Paper is made up of short length cellulosic fibres sourced from plants. After consumption it goes to trash bins and thus comes to be termed as “waste paper”. This waste paper when recovered becomes the reclaimed cellulose fibre base suitable for paper making. Today the term “recycled fibre” is used to refer to the post-consumer paper that has been collected and reused to make paper. Use of recycled fibre for paper making has been picking up the world over .The present recovery and utilisation of waste paper by paper mills in India is 3.0 million tonnes annually, which translates to recovery of 27% of the total paper and paperboard consumed. This recovery rate is very low when compared to developed countries like Germany-73%, Sweden-69%, Japan-60%, Western Europe-56%, USA-49% and Italy-45%.

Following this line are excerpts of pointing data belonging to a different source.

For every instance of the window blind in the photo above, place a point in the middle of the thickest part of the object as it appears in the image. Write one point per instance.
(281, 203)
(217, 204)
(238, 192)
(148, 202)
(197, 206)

Good composites can be made by using waste paper with fibres and resin matrix. Paper is made by wood fibre which is suitable for composite. Waste polyethylene paper can be used as a thermo plastic resin. Sisal fibre would be used for enhancing mechanical property of composite. Sisal and other lingo-cellulosic fibres are suitable for composite used. Ligno-cellulosic fibres would be used along with waste paper as a reinforcement.
Increasing concern about the global warming, primarily due to deforestation has led to the ban on use of wood in government buildings. Subsequently, a large action plan for the development of wood substitute has resulted in creation of more awareness about the use of natural fibre based building materials. In the past one decade or so the joint efforts by R & D organizations, private industries and funding agencies provided the much needed thrust for the actual transfer of technical know-how and product to the end users.Most of the developing countries are very rich in agricultural and natural fibre. Except a few exceptions, a large part of agricultural waste is being used as a fuel. India alone produces more than 400 million tonnes of agricultural waste annually. It has got a very large percentage of the total world production of rice husk, jute, stalk, baggase and coconut fibre. All these natural fibres have excellent physical and mechanical properties and can be utilized more effectively in the development of composite materials for various building applications.
- Fabrication and process optimization of waste material based composite.
- Development of “table top” from waste material based composite.